Julia performs poorly on group-by benchmarks

xiaodai · October 18, 2018, 1:29am

h20 has published a set of benchmarks that shows Julia’s DataFrames.jl has, in general, the worst group-by performance out of many data packages. JuliaDB.jl was not benchmarked so that may be a good addition. I have done some work before on optimising some benchmarks and I’ve been putting it off until the release of v1.0. Now that v1.0.1 is out, it’s time for me to pick up the work again using FastGroupBy.jl.

pdeffebach · October 18, 2018, 3:09am

Yeah the benchmarks leave a lot to be desired. It’s being discussed on discourse here. There are a few soon-to-be-merged PRs that should improve things.

nilshg · October 18, 2018, 8:56am

And yes I will get back to this at some point and report on progress with trying out some of the suggestions in that thread…
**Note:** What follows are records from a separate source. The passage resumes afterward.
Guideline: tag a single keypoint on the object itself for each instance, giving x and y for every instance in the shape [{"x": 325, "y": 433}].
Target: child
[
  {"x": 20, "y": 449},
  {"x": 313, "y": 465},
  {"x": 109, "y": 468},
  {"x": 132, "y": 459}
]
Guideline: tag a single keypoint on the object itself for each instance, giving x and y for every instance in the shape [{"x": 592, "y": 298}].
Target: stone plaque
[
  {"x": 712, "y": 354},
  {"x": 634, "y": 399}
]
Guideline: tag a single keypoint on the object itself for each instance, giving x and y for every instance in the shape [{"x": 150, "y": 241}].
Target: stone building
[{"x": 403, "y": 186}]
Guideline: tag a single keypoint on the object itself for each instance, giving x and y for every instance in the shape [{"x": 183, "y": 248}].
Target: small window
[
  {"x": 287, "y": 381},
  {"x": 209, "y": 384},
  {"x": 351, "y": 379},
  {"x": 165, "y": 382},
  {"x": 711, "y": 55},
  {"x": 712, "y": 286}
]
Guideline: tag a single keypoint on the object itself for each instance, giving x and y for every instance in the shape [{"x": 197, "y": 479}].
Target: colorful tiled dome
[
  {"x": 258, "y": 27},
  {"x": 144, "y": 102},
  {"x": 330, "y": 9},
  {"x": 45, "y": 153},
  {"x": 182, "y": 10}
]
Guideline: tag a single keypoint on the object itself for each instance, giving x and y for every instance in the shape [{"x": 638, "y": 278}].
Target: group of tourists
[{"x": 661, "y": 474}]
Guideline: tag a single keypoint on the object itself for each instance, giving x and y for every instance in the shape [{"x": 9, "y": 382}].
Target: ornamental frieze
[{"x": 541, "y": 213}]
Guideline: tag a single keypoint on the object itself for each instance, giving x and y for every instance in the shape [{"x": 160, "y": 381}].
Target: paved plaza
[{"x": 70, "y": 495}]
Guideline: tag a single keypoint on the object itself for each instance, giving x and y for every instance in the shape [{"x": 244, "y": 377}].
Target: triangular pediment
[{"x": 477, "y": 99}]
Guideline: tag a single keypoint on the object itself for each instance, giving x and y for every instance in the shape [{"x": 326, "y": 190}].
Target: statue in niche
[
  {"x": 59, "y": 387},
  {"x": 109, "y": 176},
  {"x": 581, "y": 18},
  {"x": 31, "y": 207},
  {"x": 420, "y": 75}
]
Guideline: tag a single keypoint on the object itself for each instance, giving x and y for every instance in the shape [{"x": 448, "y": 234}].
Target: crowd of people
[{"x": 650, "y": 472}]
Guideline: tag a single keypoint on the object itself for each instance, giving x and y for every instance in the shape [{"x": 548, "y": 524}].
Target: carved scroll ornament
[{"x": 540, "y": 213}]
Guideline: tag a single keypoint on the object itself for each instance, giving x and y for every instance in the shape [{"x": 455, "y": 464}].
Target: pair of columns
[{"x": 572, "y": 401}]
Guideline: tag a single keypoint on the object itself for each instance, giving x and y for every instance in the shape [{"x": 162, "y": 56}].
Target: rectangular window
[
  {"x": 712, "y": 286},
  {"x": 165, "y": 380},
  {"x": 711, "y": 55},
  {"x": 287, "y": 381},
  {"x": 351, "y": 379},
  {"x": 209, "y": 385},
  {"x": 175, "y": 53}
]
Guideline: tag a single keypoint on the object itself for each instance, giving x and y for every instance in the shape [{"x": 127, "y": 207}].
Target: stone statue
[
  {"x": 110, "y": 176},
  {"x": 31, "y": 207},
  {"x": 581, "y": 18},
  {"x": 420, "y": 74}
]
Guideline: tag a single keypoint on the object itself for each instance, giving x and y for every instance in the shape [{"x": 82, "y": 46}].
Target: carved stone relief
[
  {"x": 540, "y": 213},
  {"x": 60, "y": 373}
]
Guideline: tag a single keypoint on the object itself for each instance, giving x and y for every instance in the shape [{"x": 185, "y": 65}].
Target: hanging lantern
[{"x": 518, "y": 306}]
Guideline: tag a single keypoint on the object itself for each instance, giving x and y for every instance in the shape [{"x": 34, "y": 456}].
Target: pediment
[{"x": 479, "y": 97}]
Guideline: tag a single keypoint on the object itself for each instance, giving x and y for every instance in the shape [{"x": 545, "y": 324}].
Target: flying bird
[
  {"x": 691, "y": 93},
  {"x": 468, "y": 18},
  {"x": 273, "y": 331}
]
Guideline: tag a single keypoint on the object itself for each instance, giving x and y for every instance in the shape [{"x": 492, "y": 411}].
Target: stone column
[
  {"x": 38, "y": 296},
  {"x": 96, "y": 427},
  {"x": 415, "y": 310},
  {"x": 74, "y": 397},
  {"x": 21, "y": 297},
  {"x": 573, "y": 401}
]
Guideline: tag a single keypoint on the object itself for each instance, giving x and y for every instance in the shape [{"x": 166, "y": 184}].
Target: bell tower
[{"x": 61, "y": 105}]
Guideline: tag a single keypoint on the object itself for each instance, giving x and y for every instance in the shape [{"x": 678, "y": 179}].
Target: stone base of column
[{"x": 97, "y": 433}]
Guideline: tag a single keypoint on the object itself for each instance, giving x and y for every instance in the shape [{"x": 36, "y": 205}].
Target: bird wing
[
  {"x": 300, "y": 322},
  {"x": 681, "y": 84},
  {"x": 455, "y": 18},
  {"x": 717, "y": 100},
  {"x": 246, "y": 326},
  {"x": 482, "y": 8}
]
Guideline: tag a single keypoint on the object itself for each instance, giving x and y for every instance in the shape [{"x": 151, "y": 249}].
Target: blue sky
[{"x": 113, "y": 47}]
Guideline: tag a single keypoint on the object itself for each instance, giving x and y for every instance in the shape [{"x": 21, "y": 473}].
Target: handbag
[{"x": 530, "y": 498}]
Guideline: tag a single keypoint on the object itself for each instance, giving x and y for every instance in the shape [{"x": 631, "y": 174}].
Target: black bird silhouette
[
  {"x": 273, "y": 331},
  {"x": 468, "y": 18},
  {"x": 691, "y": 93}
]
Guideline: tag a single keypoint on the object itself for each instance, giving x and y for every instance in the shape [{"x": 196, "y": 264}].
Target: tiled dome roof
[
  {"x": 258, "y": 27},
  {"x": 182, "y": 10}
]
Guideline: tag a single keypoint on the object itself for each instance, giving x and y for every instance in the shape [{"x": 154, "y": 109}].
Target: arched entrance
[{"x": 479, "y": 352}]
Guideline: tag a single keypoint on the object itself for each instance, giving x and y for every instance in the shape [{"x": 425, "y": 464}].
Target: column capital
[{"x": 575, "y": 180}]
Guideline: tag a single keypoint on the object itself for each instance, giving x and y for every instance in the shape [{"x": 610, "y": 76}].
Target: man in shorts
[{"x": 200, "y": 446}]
sdanisch · October 18, 2018, 2:22pm

I created a nextjournal group for this:

Everyone in that group can edit the articles & publish new ones - we can even edit the article together at the same time! I plan to add a minimal julia version for the sum v1 by id1 benchmark, so collaborative editing will be pretty useful! @xiaodai, seems like you’re in the pole position to add a minimal version? I think it would really help to have more people tune the performance!

The sum v1 by id1 contains all the languages & multiple branches of the same packages in the same article in isolated runtimes which run on the same hardware. That makes it pretty easy to see where we are right now:

I hope we can fill in the performance gaps from here on! I put some instructions into sum v1 by id1 on how to add new benchmarks. Let me know if you have any problems with that!

If you want to be part of the group to add a new version, signup and let me know so I can add you to julia-data.

Juan · December 4, 2018, 12:21pm

The benchmarks could be redone with the new dataframes v0.15.

Another good options is

xiaodai · December 4, 2018, 12:35pm

Need a pr as their code are old

sdanisch · December 4, 2018, 2:41pm

I actually tried to update the article, but I run out of 15 gb RAM - seems weird, so not sure what’s happening!

nalimilan · December 4, 2018, 5:14pm

With what code exactly? I can’t reproduce locally.

ValdarT · December 4, 2018, 6:57pm

The original H2O benchmark should also automatically update to the new DataFrames whenever it updates itself but it could use a PR as it uses the do syntax that DataFrames docs specifically recommend to avoid if performance matters.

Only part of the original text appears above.